Allow yourself to rest
Give yourself 15-20 minutes every day. During this time, do what you want, what inspires you. Look out the window, meditate, think about the future, dream. Allow yourself to stop.
If you have a family, it is better to do this in the evening, when no one will disturb you. If you prefer to move forward without pauses and stops, life will still force you to “rest.” You may get sick, or other circumstances may arise that require you to take a short break from work and achieving your goals.
Get good habits
At first glance, it may seem that healthy habits will take up time, which you already don’t have enough. Morning exercises or a run in the park, a healthy breakfast, a swimming pool - these are the things that will help you stay in shape.
You will feel cheerful and energized. To do this, it is not necessary to exercise for 1.5 hours in the gym. You can limit yourself to morning exercises or an evening walk.

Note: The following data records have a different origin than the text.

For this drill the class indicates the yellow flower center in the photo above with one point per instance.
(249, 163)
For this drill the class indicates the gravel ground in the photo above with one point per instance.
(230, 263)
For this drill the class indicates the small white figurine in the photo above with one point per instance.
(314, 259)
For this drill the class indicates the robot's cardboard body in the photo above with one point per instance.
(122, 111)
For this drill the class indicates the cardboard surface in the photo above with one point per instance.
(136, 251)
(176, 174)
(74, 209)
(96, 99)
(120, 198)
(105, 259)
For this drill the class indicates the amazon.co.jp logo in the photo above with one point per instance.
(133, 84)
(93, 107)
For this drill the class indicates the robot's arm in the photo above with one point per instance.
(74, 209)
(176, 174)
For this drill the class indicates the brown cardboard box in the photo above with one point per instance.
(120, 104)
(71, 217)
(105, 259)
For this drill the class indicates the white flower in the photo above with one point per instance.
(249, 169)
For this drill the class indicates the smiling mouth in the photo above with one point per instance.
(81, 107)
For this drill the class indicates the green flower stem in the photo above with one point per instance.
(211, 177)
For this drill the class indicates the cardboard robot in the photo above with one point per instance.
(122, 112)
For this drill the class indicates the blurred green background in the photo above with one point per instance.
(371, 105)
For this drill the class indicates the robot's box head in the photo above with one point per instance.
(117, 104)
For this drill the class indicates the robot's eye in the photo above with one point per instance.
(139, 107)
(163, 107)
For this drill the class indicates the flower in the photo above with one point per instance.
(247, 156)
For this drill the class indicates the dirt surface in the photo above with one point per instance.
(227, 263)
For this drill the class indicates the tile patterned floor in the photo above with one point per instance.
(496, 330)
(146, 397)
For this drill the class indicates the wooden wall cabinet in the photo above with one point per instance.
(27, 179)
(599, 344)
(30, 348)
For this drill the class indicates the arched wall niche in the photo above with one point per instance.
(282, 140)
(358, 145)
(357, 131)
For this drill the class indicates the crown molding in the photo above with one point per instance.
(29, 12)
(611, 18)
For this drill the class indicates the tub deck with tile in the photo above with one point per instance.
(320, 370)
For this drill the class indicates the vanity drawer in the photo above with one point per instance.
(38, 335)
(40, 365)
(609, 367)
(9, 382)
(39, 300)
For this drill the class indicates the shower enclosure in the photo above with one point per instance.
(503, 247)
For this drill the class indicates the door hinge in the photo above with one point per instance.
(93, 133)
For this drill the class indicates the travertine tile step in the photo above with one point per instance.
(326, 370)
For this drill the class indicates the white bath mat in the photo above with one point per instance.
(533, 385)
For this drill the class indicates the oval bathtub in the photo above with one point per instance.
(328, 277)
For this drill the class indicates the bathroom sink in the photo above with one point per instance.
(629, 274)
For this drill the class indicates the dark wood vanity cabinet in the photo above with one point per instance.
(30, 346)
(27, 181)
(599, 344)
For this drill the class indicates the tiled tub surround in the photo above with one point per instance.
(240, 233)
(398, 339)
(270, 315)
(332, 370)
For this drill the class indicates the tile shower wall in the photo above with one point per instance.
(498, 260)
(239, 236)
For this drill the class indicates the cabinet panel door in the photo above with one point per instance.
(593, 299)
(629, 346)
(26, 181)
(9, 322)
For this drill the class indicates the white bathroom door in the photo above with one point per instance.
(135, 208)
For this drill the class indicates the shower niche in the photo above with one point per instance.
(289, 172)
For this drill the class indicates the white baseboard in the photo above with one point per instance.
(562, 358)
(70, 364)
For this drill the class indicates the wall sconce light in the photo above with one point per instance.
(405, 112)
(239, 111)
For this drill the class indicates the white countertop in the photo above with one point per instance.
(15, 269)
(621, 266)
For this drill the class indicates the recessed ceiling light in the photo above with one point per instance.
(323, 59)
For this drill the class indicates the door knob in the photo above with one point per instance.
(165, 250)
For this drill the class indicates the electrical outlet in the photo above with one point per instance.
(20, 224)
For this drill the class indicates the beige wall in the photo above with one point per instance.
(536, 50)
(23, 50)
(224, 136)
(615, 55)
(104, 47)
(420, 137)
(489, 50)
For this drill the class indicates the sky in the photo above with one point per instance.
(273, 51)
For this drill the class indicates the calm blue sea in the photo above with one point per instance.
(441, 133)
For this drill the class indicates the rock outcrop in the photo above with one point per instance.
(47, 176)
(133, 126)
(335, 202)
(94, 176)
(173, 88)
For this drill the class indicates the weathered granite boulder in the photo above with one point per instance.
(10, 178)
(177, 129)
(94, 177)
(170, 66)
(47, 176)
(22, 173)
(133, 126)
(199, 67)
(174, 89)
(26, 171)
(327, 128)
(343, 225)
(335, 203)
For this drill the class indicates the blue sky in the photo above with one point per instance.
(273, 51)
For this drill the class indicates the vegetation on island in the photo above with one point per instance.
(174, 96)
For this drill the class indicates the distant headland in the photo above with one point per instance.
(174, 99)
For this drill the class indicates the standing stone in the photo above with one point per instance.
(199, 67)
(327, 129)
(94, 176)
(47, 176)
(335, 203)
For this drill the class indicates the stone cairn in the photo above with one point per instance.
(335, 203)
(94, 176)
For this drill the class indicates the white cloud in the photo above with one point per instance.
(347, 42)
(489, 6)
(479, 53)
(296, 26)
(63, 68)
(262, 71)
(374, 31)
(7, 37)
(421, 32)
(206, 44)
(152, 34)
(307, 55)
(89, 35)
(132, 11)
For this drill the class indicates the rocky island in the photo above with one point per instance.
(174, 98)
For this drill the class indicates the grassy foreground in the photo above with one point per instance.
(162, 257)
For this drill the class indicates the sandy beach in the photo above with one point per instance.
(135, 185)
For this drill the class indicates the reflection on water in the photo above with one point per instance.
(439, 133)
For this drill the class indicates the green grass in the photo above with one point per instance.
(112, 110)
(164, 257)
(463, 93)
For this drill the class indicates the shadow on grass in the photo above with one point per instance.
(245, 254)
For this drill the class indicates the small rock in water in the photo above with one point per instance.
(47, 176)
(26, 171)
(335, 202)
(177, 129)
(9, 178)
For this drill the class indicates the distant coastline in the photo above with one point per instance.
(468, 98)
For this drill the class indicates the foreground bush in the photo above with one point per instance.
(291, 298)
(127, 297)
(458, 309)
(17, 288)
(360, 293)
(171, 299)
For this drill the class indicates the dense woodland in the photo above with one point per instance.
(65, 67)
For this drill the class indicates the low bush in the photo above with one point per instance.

These habits will calm you down. No matter what happens, there will always be constants in your life. Let it be just exercise, breakfast or meditation.
MAKE A SCHEDULE
Whether you work outside the home, work from home, or home is your job, it is advisable to create a schedule
, this will help you deal with everything that needs to be done. It is important to schedule housework, time for entertainment, time to socialize with other people, etc. Personally, I create a schedule for the week, which helps me stay organized and meet my obligations. I also include daily workouts at the fitness club, cleaning in one or another part of my house; I don’t clean the whole house every day, but only some part of it, thanks to which I don’t get tired. I also schedule times when my child can have other children come over to play; I plan time for different things and time to catch up on what I didn’t have time to do.
You won’t have time to complete some of the planned tasks due to unforeseen circumstances, for example, children get sick, problems arise, etc. If, just in case, you include time in your schedule to catch up on things that suddenly happen If something prevents you from completing it, you will save yourself from unnecessary stress, because you will know that if something unexpected happens and distracts you from your planned tasks, then you have a special time allocated to make up for them.
Don't panic if something goes wrong
It often happens that all our plans collapse. For example, today you wanted to finish a report, buy a new table, swim in the pool. All your plans had to be canceled due to a child’s illness or a flood in the apartment.
Don't panic, calm down. In life there will always be a place for accidents and surprises, and not always pleasant ones.
Think about how you can get out of this situation. Maybe you can finish the report at home, order a table online, and take a bath instead of the pool.
If nothing can be done, just adjust your plans for the coming week.